Exploratory visualisations to accompany/supplement my paper for the Cultures of Exclusion conference, May 2017

The visualisations use two sources:

The sources are described in more detail in the link above, which also includes links to download the datasets (Creative Commons-licensed) for re-use. The summary data used for the visualisations and the underlying Rmarkdown code can also be downloaded from my github repository.

St Clement Danes and St Botolph Aldgate

The differences between the two series of examinations were quite surprising and raise a few caveats for quantitative analysis. The two series are very similar physically, bound volumes rather than loose files from which papers might easily go astray. But could there be missing volumes? Or not all examinations were copied into the books?

When St Clement Danes examinations are broken down by examination type it’s clear that the vast majority were settlement examinations. About 10% were bastardy examinations; vagrancy examinations were a tiny number (<20). (Vagrancy examinations were recorded separately, often on pre-printed forms.)
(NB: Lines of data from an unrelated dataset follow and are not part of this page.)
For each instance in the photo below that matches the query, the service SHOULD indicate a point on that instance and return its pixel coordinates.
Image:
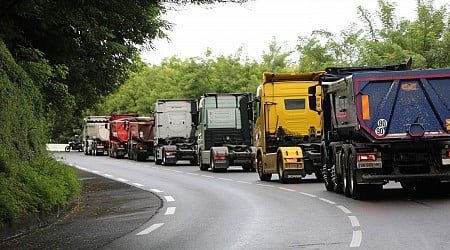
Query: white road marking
(169, 198)
(264, 185)
(225, 179)
(327, 201)
(354, 221)
(150, 229)
(310, 195)
(170, 210)
(356, 239)
(344, 209)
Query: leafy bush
(30, 180)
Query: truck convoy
(224, 132)
(140, 138)
(381, 124)
(175, 123)
(287, 133)
(96, 135)
(118, 134)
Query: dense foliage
(30, 181)
(426, 40)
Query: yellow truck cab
(287, 132)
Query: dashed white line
(169, 198)
(310, 195)
(150, 229)
(344, 209)
(354, 221)
(264, 185)
(225, 179)
(170, 210)
(356, 239)
(327, 201)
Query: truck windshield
(291, 104)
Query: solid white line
(344, 209)
(354, 221)
(356, 239)
(327, 201)
(170, 211)
(169, 198)
(150, 229)
(310, 195)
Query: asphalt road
(234, 210)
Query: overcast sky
(225, 28)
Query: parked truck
(224, 132)
(140, 138)
(287, 133)
(118, 134)
(384, 123)
(95, 135)
(175, 123)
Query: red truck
(140, 138)
(118, 134)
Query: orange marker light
(365, 107)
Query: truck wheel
(345, 172)
(202, 166)
(336, 180)
(259, 168)
(355, 190)
(280, 169)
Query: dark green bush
(30, 180)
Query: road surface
(234, 210)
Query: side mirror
(312, 103)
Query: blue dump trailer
(381, 124)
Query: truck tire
(336, 179)
(356, 191)
(259, 168)
(280, 170)
(202, 166)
The vast majority of exams in this series were settlement exams (green); bastardy exams (red) account for about 10% of the total. The vagrancy category is tiny. Vagrancy examinations were most often recorded on pre-printed forms and not copied into these records.

St Clement Danes Removal Orders

Settlement examinations survive in vast numbers in archives. Records of removal orders, however, are much less common and they enable more systematic analysis of decision-making that followed an examination.
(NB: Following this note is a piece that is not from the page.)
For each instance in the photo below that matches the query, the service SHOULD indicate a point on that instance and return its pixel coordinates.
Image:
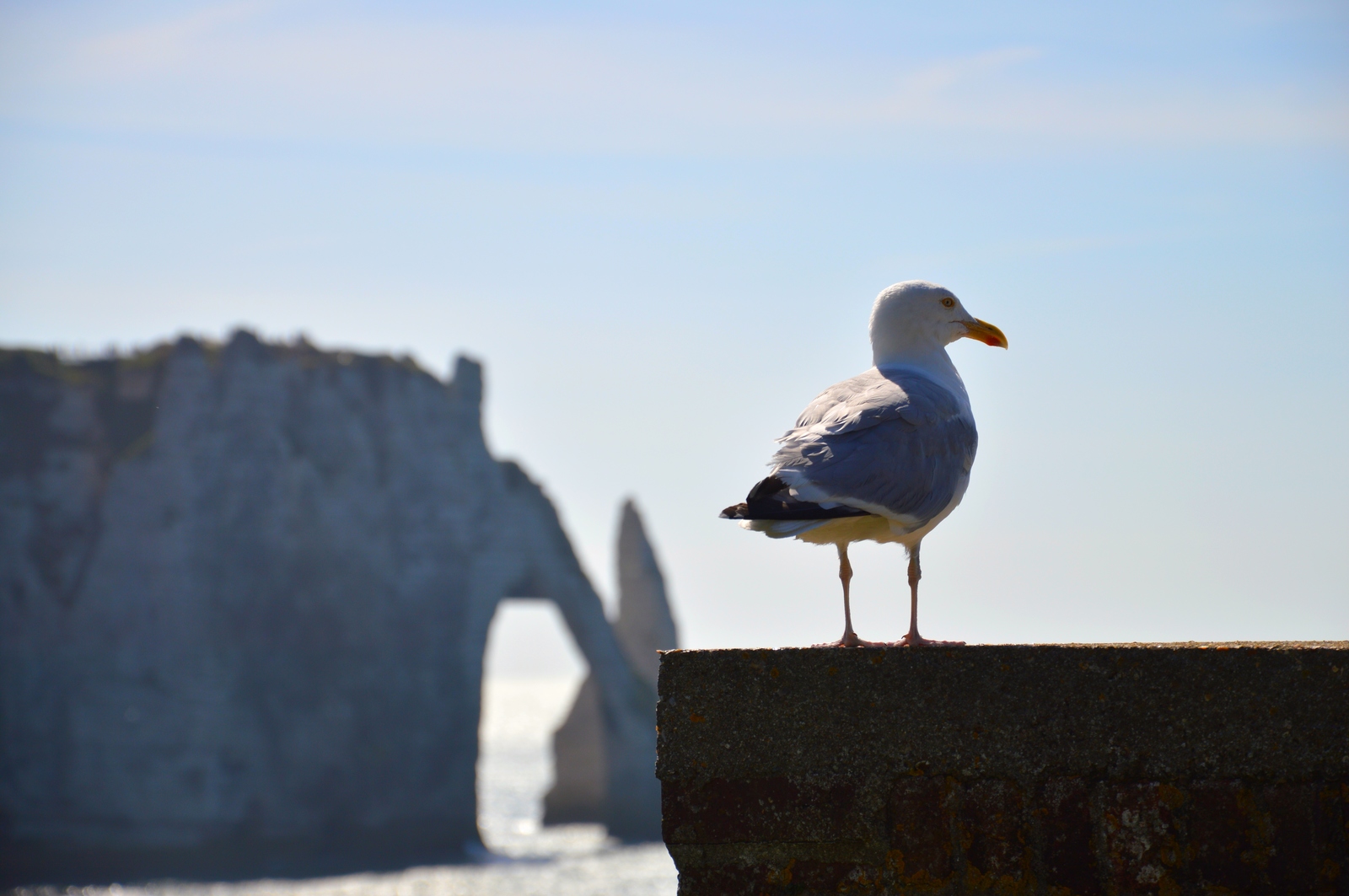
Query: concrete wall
(1008, 770)
(245, 593)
(Removal was only one possible outcome of a settlement examination, though; the pauper might establish they had a settlement in the parish (and therefore they may well turn up in later poor relief records), or they might be able to produce a settlement certificate from their own parish.)

For the period 1753-92, then, there are 5046 examinations and 2479 orders, of which 2357 could be linked to at least one exam. (Conversely, 2365 exams could be linked to at least one removal order.)

The purpose of bastardy examinations was to establish paternity rather than being concerned with settlement, so very few resulted (directly) in removals. (However, some mothers were also examined concerning their settlements and may have been removed at a later date.)

There are two types of removal order in the register: non-specific orders I’m simply calling ‘pauper removals’ and vagrant removals (sometimes called passes, as the vagrants were “passed” to their destinations). Most of the orders that couldn’t be linked to examinations were vagrant removals, but this graph shows a striking proportion of settlement exams ultimately resulted in vagrant removal orders, highlighting the fuzzy boundaries between the poor laws and vagrancy laws.

Gender and examinations/removals

The following charts exclude bastardy examinations and a small number of examinations with both male and female examinants.

Women (as in other studies) were the overwhelming majority of examinants even once bastardy examinations are excluded, around 75%, and in most years this percentage did not vary greatly.